The American Dental Association notes that tooth sensitivity is directly related to hydrogen peroxide concentration in various whitening products. Some users are subject to more sensitivity than others, so if whitening leaves your teeth feeling sensitive, read the labels on your products. Always use the lowest concentration of active ingredients necessary to achieve a brighter smile. Of course, some stains are more stubborn than others, so a higher concentration is required. But if you're just looking for general brightening, you might not need the heavy-duty products.

Opt for Toothpaste

If your teeth protest when you use strips or trays, you might need a gentler product. Use toothpaste to whiten instead, which typically has a lower concentration of active bleaching ingredients, and thus won't aggravate your sensitive teeth as much. Colgate® Sensitive Maximum Strength Whitening combines whitening ingredients with potassium nitrate, which helps soothe sensitive teeth so you get the best of both worlds.

Follow the Instructions

One of the most common mistakes with whitening products is simply not using them as directed. When you leave the whitening agent on your teeth longer than directed or advised, you're opening your teeth up to sensitivity and pain due to prolonged exposure.
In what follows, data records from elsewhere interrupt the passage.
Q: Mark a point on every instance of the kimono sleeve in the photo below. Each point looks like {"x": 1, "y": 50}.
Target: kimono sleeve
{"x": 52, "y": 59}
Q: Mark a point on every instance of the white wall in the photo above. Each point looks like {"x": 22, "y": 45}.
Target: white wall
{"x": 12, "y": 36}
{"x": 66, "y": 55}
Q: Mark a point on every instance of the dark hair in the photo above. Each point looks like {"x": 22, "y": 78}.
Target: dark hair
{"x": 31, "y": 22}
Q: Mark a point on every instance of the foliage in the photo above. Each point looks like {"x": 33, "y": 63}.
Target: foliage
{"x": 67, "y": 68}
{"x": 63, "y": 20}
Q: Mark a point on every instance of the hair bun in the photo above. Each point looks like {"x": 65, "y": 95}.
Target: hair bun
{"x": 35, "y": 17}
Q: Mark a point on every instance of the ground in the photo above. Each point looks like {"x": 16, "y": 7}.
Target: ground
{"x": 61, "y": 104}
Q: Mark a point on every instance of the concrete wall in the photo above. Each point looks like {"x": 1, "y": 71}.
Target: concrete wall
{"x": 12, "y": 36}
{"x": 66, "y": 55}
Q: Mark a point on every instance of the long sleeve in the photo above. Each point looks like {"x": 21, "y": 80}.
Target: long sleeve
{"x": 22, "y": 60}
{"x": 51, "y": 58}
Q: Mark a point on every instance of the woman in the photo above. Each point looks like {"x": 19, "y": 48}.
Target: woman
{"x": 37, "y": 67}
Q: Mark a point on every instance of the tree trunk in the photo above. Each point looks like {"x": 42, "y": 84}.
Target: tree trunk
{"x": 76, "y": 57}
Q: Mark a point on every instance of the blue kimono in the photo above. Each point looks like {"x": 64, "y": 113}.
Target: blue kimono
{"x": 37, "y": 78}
It's why most whitening strip kits are packaged for several days of treatment: whitening little by little results in less sensitivity than whitening a lot during one session.

Avoid Certain Foods

Hot, cold and acidic foods can all exacerbate tooth sensitivity, and you'll be more susceptible to pain after bleaching at home. Therefore, if you find that your teeth are sensitive after whitening, avoid foods that are hot, cold or acidic for a few hours after your bleaching session.

Luckily, you have plenty of options when it comes to teeth bleaching at home. If trays and strips hurt, you can turn to toothpaste or talk to your dentist about other alternatives. There's no need to sacrifice a bright smile because you have sensitive teeth. With the right products and precautions, a whiter smile is yours for the taking.